Дегаев запаздывал, и Лопатин уже готов был усматривать в том пусть крохотное, но еще одно подтверждение своих догадок. Вот так и Нечаев медлил со свиданием в “Бо-Сит”.

(Мысль о Нечаеве не была Лопатину внезапностью. Тут что-то хоть боком, хоть косвенно, однако сопоставлялось с Дегаевым… Тринадцать лет назад Лопатин дожидался Нечаева в кафе при женевском отеле “Бо-Сит”. Лопатин хотел вытряхнуть правду из этого “героя без фраз”, как звал Нечаева старик Бакунин. Эмигрантская лавочка упивалась историей Нечаева – удивительным побегом из крепостного каземата. А Лопатин, сам уж беглый, ни на йоту не верил. В кафе “Бо-Сит” он прижал к стенке “героя без фраз”, и тот признался во лжи, оправдываясь лишь тем, что находит в подобных “балладах” политическую пользу для русского освободительного движения.)

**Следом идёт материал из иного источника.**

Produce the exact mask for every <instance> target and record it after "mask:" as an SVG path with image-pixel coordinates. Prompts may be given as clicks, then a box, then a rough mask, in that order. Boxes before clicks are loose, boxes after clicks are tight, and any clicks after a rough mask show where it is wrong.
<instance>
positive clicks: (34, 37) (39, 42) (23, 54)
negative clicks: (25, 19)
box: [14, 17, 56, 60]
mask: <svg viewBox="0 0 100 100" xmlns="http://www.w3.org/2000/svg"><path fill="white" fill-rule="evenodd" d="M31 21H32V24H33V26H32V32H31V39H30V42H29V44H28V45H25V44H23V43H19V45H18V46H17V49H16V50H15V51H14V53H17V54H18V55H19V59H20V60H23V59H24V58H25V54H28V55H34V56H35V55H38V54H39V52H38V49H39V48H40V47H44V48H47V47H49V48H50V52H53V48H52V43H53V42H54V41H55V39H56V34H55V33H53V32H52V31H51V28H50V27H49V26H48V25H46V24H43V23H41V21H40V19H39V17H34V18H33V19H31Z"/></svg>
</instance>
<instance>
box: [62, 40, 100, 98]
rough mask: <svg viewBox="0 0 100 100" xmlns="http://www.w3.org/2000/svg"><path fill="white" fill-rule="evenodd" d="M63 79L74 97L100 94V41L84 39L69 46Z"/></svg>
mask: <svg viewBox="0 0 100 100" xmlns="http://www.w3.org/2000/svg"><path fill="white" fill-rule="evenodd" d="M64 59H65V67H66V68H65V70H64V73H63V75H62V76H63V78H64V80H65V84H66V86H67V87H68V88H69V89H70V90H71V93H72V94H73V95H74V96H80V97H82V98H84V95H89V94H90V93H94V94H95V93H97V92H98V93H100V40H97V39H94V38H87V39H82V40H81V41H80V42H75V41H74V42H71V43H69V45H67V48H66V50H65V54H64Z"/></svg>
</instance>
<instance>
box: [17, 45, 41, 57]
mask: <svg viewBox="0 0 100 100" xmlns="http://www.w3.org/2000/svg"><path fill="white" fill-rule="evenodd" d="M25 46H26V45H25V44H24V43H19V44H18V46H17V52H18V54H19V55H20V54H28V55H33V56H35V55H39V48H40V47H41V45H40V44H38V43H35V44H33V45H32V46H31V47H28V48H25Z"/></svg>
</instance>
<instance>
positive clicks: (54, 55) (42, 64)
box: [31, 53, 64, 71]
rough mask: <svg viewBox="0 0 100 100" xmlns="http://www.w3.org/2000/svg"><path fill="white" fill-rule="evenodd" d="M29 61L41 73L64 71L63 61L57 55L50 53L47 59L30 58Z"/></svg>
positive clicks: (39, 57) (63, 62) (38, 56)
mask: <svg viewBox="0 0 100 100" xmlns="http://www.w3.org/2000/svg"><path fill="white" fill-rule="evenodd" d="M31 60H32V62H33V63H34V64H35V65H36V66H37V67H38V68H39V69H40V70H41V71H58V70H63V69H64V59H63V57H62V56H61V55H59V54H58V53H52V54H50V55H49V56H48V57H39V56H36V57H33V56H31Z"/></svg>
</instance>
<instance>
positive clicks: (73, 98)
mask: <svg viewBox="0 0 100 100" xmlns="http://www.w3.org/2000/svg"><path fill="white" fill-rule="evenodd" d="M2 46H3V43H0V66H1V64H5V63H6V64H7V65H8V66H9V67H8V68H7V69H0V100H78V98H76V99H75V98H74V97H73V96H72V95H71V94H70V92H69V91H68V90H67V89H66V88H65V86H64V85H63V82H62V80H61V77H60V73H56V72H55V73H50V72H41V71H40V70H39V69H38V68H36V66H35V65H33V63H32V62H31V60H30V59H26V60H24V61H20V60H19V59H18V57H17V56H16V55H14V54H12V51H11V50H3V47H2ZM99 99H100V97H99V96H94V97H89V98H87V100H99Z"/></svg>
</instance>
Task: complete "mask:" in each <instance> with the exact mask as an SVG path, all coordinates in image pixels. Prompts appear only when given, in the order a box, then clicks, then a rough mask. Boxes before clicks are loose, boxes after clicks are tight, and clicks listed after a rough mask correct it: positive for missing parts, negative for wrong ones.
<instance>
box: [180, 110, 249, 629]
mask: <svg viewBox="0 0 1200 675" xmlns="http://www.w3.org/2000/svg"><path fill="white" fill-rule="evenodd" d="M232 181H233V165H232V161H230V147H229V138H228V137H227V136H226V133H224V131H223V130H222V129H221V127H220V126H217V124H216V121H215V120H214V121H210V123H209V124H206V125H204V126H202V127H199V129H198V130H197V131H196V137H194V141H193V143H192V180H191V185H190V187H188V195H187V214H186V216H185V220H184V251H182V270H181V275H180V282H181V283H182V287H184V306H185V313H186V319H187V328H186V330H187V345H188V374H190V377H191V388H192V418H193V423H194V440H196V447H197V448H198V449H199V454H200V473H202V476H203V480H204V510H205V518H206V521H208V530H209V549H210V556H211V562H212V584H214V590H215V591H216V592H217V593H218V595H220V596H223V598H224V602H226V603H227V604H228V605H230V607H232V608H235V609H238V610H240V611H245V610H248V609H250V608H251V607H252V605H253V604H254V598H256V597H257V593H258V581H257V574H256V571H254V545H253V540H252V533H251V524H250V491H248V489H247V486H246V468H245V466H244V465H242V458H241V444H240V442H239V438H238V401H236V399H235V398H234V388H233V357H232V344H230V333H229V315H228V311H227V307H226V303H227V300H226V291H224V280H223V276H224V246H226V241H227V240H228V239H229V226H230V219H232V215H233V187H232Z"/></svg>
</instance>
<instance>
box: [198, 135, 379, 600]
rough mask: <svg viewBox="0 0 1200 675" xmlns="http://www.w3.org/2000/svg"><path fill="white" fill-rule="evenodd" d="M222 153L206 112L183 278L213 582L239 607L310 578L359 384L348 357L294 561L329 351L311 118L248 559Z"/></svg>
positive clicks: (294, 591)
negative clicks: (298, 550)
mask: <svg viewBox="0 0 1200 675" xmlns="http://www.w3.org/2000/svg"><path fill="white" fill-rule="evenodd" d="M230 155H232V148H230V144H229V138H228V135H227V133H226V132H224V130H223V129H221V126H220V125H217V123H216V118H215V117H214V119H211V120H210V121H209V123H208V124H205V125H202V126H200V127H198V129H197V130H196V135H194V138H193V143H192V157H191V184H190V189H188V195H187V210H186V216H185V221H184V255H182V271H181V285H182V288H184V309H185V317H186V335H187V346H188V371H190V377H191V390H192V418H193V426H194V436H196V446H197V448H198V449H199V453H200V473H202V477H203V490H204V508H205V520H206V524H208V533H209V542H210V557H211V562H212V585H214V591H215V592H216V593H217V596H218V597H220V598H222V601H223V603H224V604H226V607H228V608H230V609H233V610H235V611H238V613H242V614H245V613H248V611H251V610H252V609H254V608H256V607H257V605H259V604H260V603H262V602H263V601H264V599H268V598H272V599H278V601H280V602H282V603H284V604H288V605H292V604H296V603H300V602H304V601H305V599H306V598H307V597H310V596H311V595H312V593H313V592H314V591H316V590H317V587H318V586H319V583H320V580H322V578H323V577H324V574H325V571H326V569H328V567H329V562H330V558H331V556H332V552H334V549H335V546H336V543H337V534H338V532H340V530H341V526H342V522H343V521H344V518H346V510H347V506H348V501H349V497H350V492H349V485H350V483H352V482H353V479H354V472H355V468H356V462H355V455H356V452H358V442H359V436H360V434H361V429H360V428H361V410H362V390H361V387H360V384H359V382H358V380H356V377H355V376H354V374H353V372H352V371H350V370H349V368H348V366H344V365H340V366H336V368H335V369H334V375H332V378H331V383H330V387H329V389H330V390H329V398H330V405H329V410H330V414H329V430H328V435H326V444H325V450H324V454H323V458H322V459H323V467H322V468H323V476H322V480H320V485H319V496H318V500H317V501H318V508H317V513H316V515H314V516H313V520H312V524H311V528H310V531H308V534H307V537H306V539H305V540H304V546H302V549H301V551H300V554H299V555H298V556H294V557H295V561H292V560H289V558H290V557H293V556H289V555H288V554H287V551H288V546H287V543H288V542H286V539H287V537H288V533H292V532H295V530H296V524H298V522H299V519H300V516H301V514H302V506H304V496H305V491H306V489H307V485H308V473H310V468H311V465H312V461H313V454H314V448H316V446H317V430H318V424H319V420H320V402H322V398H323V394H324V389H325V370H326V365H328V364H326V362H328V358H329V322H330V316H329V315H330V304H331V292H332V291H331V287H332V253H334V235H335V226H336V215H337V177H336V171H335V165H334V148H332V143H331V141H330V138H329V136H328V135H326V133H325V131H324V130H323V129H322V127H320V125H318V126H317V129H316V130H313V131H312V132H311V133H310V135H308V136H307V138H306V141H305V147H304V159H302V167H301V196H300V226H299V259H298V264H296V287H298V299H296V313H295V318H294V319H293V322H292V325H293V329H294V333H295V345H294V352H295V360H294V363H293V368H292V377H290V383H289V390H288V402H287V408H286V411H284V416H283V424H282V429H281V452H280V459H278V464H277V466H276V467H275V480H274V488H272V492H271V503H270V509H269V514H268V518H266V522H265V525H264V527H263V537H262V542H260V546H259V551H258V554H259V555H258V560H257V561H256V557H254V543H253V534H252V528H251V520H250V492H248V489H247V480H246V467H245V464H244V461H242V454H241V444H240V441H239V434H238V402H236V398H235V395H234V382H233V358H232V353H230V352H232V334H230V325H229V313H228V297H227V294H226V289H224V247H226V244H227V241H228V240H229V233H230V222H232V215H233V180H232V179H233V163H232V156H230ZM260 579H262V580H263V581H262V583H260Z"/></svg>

В истории дегаевского побега брезжила некая трещинка. Сквозь нее Лопатин видел то, чего, как ни странно, не видели другие. Самого ж “виновника торжества” он не расспрашивал. Нужно было еще многое сопоставить, о многом поразмыслить.


На прошлой неделе Блинов показал ему динамитную мастерскую. Квартира была выбрана толково, по всем параграфам конспиративного кодекса. Этот кодекс Лопатин считал несколько консервативным, подчас тормозом, но тут все было как надо, умно и толково, ничего не скажешь.

Впрочем, не мастерская, а главный в ней работник захватил внимание Лопатина, обрадовал и растрогал, и он беседовал с Нилом Сизовым долго. Поначалу, признаться, сомневался: не мистификация ли, какой, мол, это слесарь? Поверил не потому, что Сизов сказал, где учился и где слесарил, а потому, что изъяснялся Сизов старательно, книжно, напряженно, будто боясь оплошать.

Вот ведь, подумалось тогда Лопатину, беседуешь, например, с немцем, с рабочим-немцем, социалистом, тот и вертится в германских проблемах, в австрийских проблемах, у того на уме один фатерланд, а этому, нашему, русскому, этому мир подавай – все интересно и важно. О Марксе, конечно, наслышан. Но тут вот какое у молодого человека соображение: люди труда не станут ждать, когда рабочие численно верх возьмут, нет, не станут ждать, чтоб капитал и все там прочее сконцентрировалось, а дойдут до точки – поднимутся и опрокинут хоромину; всякие, говорит, революции бывали, но, не в обиду сказать, не по книжкам, не по руководствам.

“Эх, сырые еще дрова, сырые”, – думал Лопатин, слушая напряженные, серьезные и очень для Сизова важные рассуждения. “А мы-то, – думал Лопатин, – знай одно, бомбу суем”. Подумал он так и отогнал печаль свою, ибо все для него решилось минувшим летом: русские условия есть русские условия, борись с ними оружием, какого они требуют…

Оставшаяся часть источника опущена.